R¹and R²are independently selected from the group consisting of hydrogen, fluoro, cyano, and trifluoromethyl; or R¹and R²taken together with the carbon atom to which they are attached may form a cyclopropyl ring;

R³is methyl;

R⁴is methyl;

X¹, X², X³, X⁴are CH;

L is a bond or —N(R⁶)CO—, wherein R⁶is hydrogen;

Ar is homoaryl or heteroaryl;

wherein homoaryl is phenyl or phenyl substituted with one or two substituents selected from chloro and cyano;

an addition salt or a solvate thereof.

4. The compound according to claim 1 wherein

R¹, R²are hydrogen;

R³, R⁴are independently methyl or ethyl;

X¹and X³are CH or CF;

X²and X⁴are CH;

L is a bond or —N(R⁶)CO— wherein R⁶is hydrogen;

Ar is heteroaryl;

heteroaryl is selected from the group consisting of pyridyl, pyrimidinyl and pyrazyl, each optionally substituted with chloro, cyano, methyl, methoxy or trifluoromethyl.

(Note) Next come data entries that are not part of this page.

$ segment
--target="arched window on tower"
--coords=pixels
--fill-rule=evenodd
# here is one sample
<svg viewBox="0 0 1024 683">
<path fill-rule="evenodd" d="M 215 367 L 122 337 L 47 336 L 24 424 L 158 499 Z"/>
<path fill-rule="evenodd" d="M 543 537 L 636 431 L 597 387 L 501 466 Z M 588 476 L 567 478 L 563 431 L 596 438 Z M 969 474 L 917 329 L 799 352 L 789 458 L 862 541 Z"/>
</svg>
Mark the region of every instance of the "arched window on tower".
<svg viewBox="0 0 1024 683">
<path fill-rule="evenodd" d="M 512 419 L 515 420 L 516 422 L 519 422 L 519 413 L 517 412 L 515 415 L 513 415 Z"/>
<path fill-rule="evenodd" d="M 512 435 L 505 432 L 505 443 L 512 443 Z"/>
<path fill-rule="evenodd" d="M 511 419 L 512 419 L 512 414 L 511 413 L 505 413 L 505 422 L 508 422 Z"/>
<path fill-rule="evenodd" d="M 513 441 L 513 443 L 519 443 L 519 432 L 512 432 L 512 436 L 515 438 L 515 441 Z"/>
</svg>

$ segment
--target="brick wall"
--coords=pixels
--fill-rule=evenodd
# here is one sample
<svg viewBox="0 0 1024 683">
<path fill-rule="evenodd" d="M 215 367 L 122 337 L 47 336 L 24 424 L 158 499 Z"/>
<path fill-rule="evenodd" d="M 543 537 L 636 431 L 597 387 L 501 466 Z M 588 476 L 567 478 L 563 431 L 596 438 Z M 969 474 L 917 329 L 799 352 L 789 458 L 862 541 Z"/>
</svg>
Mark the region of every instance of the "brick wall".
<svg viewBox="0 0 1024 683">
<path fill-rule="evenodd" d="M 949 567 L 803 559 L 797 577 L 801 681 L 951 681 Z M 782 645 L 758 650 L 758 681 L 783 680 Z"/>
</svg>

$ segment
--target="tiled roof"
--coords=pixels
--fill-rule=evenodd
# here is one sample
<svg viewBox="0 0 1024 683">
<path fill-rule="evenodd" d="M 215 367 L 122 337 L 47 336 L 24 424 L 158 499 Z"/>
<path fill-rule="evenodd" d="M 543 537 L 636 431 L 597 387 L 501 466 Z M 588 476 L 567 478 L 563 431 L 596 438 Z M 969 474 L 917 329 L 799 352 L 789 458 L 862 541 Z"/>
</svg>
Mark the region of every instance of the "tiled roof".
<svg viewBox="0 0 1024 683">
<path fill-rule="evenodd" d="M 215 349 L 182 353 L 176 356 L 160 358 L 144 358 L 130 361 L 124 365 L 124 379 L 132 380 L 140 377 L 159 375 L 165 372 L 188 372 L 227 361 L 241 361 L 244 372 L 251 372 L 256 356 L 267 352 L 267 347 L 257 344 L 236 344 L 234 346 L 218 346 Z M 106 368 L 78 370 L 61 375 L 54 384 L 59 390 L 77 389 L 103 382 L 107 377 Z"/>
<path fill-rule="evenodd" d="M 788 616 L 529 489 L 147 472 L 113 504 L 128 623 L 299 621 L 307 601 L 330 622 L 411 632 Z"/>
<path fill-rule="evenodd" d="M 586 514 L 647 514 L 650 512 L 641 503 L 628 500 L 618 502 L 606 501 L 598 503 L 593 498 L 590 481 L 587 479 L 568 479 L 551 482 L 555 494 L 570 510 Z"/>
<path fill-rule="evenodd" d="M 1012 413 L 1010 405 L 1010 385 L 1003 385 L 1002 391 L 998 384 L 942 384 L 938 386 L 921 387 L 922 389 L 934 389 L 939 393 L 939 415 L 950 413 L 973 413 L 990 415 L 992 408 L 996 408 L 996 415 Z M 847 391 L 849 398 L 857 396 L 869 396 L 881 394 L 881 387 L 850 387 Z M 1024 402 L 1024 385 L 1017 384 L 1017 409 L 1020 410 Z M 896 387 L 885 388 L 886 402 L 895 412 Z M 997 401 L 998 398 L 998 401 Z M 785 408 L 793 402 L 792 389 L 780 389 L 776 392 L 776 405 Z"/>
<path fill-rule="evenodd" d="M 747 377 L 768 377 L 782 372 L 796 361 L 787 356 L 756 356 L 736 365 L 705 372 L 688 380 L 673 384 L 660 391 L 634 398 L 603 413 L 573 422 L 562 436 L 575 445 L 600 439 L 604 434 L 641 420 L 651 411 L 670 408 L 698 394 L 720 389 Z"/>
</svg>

5. The compound according to claim 1 wherein

R¹, R²are hydrogen;

R³, R⁴are methyl;

X¹, X², X³, X⁴are CH;

L is —N(R⁶)CO— wherein R⁶is hydrogen;

Ar is heteroaryl;

heteroaryl is pyridyl substituted with chloro, cyano, methoxy or trifluoromethyl, pyrimidinyl, or pyrazyl substituted with methyl.

6. A pharmaceutical composition comprising a therapeutically effective amount of a compound as defined in claim 1 and a pharmaceutically acceptable carrier.

7. A process for preparing a pharmaceutical composition comprising mixing a pharmaceutically acceptable carrier with a therapeutic ally effective amount of a compound of claim 1.

8. (canceled)

9. A method of treating a disorder selected from the group consisting of Alzheimer's disease, mild cognitive impairment, senility, dementia, dementia with Lewy bodies, Down's syndrome, dementia associated with stroke, dementia associated with Parkinson's disease and dementia associated with beta-amyloid, comprising administering to a subject in need thereof, a therapeutically effective amount of a compound as defined in claim 1.